Getting to Cenote Cristalino by Taxi
It’s always advisable to look for a reputable taxi driver, most of the time your hotel receptionists or home hosts know a few reliable people.
In any case, follow the below advice:
- make sure you agree on the price first, and other details, such as how long he’s willing to wait and such.
- Also, it’s better to exchange phone numbers, just in case.
- Pay him only after the service.
- Make sure the price you agree is for the entire trip, not one way.
Since you are there you can also make the most of your time and visit the Cenote Azul, which is just a few steps away. It’s bigger and with a 3.5 platform from where you can jump headfirst if you dare. 😉
Cenote Cristalino price
Here below I am including a snapshot I took at the entrance with the price list and rules. It’s in Spanish so I am including all the information in this post anyway. So no worries. After reading this you will be prepared.
I guess the board with the Cenote Cristalino prices is self-explanatory but here it goes:
ADULTS – 150 MXN
KIDS – 100 MXN
DIVERS – 200 MXN (mind that this is only the entrance fee, you will still need to pay the dive shop for the tank and equipment)
PHOTOGRAPHERS – 200 MXN ( I didn’t pay to take the pictures you see in this post, I believe the Photographer’s price is related to Photography sessions with models but some Cenotes would still charge you if they see you with a professional camera and a tripod. I was lucky this time)
MODELS – 200 MXN (for photography session)
Cenote Cristalino Facilities
After you park you are required to wear your mask before passing through the ticket office where you will be taken your temperature and given the gel sanitizer for your hands.
If you pass the “sanitary test” then you will be ready to enter the door to paradise, AKA the cenote.
You have toilets right at the entrance if needed, otherwise, you can start climbing down to the cenote but not before passing by the showers.
Yes, you need to shower before jumping.
Also, remember no sunscreen or mosquito repellent is allowed.
By the cenote platform that runs around half the edge, you can find life jackets and snorkeling rentals.
Mind that if you cannot swim you must wear the jacket for your safety and the others’.
There is a restaurant as well close to the showers.
How to make the most of your time at the Cenote Cristalino
As I was mentioning, the Cenote Cristalino is not very big but it still has its charm and its structure is perfect for many shenanigans.
Its water is crystal clear and perfect for some snorkeling.
If you love to jump there is a platform that has a height of 3.5 mt.
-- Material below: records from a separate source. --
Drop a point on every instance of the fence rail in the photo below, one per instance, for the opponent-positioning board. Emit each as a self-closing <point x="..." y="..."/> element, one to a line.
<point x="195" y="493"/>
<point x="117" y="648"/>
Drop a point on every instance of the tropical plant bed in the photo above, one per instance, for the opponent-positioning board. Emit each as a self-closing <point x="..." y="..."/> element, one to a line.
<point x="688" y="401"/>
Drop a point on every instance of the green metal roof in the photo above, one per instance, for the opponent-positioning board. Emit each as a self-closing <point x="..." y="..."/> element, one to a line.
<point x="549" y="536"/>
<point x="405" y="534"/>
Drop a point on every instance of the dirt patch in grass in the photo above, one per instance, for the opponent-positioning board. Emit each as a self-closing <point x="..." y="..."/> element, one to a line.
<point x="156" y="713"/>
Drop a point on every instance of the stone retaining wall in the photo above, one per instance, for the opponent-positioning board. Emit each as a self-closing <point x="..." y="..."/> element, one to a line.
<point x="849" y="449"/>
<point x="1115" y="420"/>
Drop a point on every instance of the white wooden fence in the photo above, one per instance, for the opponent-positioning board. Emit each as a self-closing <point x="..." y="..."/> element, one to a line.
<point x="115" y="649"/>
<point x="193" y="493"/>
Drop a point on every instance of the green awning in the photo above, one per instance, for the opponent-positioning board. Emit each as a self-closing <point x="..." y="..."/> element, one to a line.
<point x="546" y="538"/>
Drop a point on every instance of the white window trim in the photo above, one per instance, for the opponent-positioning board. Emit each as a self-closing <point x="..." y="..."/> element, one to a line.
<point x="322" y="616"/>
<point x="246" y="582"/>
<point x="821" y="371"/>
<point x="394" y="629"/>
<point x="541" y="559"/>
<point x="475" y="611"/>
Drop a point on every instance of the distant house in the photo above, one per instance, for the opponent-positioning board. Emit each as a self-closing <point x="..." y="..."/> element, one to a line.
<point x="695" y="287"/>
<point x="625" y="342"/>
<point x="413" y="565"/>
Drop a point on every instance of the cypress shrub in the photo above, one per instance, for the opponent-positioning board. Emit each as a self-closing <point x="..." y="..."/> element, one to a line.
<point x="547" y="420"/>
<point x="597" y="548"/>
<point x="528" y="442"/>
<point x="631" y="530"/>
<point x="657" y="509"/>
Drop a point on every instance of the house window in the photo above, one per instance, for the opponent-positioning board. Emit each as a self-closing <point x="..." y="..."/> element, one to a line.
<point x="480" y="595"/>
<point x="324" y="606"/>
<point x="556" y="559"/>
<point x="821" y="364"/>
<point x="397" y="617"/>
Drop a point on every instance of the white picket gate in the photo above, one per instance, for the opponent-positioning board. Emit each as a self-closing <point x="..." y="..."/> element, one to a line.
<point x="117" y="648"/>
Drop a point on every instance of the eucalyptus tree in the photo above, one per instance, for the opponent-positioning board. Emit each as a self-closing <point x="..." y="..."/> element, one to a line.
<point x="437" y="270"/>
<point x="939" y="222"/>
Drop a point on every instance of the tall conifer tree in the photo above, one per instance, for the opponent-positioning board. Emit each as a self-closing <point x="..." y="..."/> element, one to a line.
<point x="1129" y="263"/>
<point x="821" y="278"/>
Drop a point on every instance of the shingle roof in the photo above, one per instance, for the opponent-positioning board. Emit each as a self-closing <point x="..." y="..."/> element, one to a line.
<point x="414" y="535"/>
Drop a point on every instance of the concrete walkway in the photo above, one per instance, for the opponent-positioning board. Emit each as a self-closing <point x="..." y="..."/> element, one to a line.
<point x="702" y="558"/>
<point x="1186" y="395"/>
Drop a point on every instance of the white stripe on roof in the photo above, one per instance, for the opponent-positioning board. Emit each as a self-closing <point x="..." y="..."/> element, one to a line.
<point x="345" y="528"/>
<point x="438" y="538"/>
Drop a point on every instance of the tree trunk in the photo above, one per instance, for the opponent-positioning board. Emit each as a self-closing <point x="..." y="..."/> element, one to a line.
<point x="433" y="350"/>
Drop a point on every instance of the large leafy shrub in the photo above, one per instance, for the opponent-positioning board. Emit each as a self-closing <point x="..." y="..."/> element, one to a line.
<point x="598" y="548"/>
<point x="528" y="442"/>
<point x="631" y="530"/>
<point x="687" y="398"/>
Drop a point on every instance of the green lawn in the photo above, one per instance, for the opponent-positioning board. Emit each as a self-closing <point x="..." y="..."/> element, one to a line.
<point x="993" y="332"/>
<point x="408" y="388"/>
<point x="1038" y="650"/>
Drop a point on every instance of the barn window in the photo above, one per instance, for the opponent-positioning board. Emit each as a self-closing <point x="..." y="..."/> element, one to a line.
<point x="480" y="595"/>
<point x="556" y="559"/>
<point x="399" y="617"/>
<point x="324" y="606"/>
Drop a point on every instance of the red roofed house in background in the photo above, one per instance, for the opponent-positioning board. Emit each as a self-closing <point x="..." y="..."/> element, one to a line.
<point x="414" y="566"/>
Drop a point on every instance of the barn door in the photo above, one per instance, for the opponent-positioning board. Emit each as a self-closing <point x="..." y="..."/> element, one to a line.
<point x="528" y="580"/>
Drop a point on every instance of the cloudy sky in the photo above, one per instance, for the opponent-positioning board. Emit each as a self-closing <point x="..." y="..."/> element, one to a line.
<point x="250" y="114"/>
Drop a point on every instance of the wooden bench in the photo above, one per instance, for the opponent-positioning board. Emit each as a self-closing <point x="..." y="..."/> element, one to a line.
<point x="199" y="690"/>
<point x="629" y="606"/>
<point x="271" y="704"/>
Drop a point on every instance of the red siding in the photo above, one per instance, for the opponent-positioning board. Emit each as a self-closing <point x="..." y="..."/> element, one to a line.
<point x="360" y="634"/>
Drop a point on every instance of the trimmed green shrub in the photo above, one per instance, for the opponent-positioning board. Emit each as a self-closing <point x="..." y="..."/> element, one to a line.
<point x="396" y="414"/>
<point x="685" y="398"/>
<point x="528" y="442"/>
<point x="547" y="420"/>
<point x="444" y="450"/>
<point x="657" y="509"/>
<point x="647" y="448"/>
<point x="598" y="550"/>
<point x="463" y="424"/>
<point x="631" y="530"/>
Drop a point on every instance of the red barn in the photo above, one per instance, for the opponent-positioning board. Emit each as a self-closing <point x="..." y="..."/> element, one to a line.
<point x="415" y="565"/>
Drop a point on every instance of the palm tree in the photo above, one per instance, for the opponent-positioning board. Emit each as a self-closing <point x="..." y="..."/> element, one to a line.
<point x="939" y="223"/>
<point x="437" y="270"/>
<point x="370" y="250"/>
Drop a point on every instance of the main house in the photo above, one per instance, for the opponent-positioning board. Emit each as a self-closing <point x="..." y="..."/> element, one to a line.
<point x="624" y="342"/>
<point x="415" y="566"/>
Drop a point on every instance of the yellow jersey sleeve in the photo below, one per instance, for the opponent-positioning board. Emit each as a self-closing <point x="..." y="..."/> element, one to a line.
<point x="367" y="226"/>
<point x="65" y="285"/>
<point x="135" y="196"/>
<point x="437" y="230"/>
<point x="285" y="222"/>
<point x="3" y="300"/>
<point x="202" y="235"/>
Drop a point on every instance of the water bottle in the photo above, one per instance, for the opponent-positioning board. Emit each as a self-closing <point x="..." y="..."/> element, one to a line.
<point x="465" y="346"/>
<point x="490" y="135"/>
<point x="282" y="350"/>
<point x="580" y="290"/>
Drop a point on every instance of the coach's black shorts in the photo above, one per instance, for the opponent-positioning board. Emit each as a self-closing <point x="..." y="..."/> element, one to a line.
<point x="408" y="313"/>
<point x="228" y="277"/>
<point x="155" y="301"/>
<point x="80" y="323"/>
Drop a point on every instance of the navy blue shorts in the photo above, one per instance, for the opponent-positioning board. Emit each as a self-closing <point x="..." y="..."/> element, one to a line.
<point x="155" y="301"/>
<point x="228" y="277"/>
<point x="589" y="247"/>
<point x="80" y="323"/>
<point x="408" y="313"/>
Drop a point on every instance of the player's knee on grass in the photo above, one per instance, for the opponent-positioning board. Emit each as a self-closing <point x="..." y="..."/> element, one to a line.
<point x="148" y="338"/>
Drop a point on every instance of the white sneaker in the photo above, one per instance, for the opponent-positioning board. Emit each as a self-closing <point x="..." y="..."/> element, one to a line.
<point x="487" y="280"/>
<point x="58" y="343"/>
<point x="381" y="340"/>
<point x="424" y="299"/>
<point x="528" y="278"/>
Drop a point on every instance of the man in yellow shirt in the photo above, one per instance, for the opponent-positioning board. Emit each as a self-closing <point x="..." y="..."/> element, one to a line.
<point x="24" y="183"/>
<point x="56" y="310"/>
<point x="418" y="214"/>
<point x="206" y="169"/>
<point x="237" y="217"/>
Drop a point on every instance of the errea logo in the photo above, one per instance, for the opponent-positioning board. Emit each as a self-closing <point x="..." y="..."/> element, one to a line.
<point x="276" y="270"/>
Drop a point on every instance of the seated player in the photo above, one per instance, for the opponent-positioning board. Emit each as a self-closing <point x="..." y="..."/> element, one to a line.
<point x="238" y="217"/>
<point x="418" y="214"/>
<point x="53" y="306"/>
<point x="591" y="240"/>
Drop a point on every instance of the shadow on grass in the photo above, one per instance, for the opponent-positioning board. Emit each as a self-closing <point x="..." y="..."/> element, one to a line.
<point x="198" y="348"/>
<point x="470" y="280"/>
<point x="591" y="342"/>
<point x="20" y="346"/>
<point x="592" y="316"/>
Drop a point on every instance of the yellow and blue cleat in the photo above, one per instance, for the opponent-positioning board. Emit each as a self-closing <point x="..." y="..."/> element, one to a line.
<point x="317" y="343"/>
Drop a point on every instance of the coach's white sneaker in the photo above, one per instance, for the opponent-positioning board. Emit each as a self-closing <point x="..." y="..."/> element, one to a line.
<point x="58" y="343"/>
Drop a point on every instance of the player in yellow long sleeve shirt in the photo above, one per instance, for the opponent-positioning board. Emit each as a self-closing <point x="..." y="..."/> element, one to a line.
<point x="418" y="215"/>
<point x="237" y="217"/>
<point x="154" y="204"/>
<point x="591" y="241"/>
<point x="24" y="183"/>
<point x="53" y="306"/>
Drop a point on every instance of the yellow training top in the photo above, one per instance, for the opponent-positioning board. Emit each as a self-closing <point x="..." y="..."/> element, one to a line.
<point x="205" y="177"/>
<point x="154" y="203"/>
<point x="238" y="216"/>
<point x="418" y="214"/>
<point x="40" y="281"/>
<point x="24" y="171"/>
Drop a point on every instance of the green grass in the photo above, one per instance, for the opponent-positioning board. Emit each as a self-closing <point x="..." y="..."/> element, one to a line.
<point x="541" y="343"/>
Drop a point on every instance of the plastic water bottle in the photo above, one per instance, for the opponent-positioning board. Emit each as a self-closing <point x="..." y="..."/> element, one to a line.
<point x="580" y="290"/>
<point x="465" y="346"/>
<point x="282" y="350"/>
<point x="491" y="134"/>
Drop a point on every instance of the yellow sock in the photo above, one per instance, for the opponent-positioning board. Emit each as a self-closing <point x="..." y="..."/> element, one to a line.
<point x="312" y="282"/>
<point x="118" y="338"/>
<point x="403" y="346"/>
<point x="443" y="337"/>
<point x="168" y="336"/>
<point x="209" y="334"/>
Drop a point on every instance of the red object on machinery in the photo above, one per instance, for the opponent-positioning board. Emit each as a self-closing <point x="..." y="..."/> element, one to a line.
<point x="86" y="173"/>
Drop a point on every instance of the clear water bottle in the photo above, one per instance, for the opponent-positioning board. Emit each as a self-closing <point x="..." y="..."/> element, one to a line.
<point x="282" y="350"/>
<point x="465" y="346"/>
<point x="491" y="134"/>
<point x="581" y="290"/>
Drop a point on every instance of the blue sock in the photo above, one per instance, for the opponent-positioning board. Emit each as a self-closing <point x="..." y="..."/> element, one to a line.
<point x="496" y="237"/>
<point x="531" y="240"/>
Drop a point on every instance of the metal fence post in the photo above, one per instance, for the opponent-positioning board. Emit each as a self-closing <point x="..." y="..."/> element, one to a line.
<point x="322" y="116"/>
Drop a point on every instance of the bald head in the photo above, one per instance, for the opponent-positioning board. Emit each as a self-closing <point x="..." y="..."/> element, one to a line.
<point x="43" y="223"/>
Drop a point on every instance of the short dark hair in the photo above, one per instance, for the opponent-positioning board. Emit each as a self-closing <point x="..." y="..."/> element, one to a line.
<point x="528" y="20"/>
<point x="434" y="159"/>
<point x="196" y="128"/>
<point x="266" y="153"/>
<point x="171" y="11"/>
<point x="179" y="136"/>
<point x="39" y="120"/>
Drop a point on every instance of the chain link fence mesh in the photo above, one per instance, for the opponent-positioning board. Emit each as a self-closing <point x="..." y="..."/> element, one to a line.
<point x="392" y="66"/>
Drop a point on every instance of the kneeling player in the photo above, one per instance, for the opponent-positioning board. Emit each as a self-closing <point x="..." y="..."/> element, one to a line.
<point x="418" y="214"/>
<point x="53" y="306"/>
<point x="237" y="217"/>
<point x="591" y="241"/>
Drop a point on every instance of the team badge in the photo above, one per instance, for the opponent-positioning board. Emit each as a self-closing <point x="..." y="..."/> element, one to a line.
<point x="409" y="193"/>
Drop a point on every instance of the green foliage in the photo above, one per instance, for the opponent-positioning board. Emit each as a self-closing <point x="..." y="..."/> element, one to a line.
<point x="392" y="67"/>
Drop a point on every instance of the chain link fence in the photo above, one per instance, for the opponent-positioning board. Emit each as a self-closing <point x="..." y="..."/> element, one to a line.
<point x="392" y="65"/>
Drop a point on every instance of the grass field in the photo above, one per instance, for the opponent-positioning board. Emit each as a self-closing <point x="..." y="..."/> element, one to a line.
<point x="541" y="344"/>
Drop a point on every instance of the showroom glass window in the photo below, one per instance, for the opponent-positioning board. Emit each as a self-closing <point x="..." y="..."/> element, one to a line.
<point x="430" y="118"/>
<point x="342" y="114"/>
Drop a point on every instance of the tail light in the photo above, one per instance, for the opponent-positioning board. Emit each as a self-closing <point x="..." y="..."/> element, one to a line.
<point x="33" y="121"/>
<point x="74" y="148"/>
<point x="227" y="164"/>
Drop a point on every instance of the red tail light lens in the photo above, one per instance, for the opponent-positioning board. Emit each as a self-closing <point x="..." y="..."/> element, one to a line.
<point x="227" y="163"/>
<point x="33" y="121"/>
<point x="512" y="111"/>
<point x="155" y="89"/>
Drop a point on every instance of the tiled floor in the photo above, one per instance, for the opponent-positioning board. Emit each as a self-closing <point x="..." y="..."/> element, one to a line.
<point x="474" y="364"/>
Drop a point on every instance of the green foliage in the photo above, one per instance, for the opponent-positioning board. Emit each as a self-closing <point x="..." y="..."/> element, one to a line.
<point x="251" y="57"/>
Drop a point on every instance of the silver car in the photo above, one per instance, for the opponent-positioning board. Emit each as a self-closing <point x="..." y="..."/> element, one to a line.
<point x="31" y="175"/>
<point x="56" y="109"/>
Below the jump, the Cenote has a 5 mt depth good enough for regular jumps, but headfirst are prohibited, for safety reasons.
But the best thing is a cave.
On the further end of the cenote, it’s not actually the end. There is a cave which is 20 mt long where you can swim and come up on the other side where the natural pool continues into a river.
You will still be on the surface, no diving.
However, if you wish to dive you can do so as well but will need to contact a local diving center to organize your cenote dive in the Cenote Cristalino for you.
Cenote Cristalino Rules
- Shower before bathing
- DO NOT use sunscreen and mosquito repellent or any other lotions before swimming
- Use the life jacket if you cannot swim
- Only jump from the allowed platform but NO HEADFIRST
- Do not litter – take your trash with you
- Respect nature in general
- It’s not a rule but I would suggest you should avoid Sundays and Saturdays if you don’t like crowds and enjoy the peace and quiet.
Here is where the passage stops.